After opening 70 new properties and exchanging on a record 96 hotels last year, Travelodge saw occupancy rise by 3 per cent on average across its portfolio, with those in London maintaining peak occupancy from Q2 onwards.
The group sold 7.2 million rooms, a 13 per cent increase on 2009, and retained 13 million of its customers.
Its performance has put the group in good stead to continue the rapid growth of its portfolio and achieve its aim to be the largest budget hotel operator in the capital by the London 2012 Olympic Games.
Guy Parsons, chief executive of Travelodge, said he was pleased with the group’s performance so far and remained confident in its long-term prospects.

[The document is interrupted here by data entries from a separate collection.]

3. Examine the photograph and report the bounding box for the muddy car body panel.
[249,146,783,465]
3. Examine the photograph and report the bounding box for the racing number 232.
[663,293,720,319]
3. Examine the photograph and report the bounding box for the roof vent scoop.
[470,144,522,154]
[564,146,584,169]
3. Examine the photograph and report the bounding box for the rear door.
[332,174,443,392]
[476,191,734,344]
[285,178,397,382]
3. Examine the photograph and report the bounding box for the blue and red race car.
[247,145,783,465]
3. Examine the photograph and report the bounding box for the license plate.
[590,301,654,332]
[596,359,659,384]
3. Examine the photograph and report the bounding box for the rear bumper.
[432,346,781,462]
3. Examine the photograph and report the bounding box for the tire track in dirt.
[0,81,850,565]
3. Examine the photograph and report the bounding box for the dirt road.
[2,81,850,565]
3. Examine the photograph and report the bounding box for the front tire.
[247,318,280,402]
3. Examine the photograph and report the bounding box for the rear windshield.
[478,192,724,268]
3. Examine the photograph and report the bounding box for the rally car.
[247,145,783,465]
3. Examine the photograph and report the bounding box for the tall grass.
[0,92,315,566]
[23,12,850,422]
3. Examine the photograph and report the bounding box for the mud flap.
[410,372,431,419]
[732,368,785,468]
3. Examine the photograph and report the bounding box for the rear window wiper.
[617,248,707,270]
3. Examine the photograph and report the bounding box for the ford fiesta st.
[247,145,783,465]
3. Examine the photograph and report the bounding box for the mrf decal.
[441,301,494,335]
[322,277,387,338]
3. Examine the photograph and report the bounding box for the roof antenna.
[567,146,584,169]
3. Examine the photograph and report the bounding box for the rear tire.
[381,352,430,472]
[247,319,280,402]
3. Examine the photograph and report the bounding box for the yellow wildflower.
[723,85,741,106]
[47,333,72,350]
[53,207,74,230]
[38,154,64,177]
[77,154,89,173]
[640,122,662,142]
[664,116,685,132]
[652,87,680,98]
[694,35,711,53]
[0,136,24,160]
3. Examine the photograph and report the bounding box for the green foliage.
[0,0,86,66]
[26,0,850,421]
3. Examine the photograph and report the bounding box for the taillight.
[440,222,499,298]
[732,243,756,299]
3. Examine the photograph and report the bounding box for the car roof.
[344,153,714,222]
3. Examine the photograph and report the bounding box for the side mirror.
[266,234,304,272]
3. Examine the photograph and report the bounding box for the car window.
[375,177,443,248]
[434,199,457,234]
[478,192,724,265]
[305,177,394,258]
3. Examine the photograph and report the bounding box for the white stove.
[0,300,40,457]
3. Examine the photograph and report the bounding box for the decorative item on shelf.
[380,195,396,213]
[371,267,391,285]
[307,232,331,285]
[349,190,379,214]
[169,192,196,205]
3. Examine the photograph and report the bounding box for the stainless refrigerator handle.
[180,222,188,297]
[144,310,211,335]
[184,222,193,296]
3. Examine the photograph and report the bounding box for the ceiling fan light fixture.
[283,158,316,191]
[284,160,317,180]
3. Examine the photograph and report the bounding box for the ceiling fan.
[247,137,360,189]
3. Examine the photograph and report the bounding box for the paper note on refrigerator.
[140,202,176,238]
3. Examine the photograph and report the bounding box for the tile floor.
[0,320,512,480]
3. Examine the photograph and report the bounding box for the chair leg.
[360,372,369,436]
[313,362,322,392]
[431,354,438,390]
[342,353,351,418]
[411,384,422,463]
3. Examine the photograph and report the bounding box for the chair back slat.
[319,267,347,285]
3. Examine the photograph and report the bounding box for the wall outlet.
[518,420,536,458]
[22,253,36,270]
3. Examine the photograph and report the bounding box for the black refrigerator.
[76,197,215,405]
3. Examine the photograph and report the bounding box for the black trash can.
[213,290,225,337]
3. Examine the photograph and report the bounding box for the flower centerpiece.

“Despite the tough climate in 2010, we have delivered a robust performance whilst continuing our strategic UK growth programme and demonstrating Travelodge’s continued strong recovery,” he said.
“The year has started in line with management’s expectations though clearly there has been an impact on the consumer from the recent VAT increase and the fuel and energy price increases. In terms of split, London’s performance is tracking against strong comparatives and the provinces continue to recover through a continuing seasonal weak demand period.”
Travelodge has invested £300m into building 36 hotels this year, 30 of which it hopes to open within the next 10 months. The group also intends to create 725 new jobs over the course of the year, with several more openings in the pipeline.
It will continue to refocus its openings in major cities and towns and away from roadside locations. Currently 18 per cent of Travelodge rooms are in London, 63 per cent in cities and towns, and 20 per cent at major motorways and roadsides.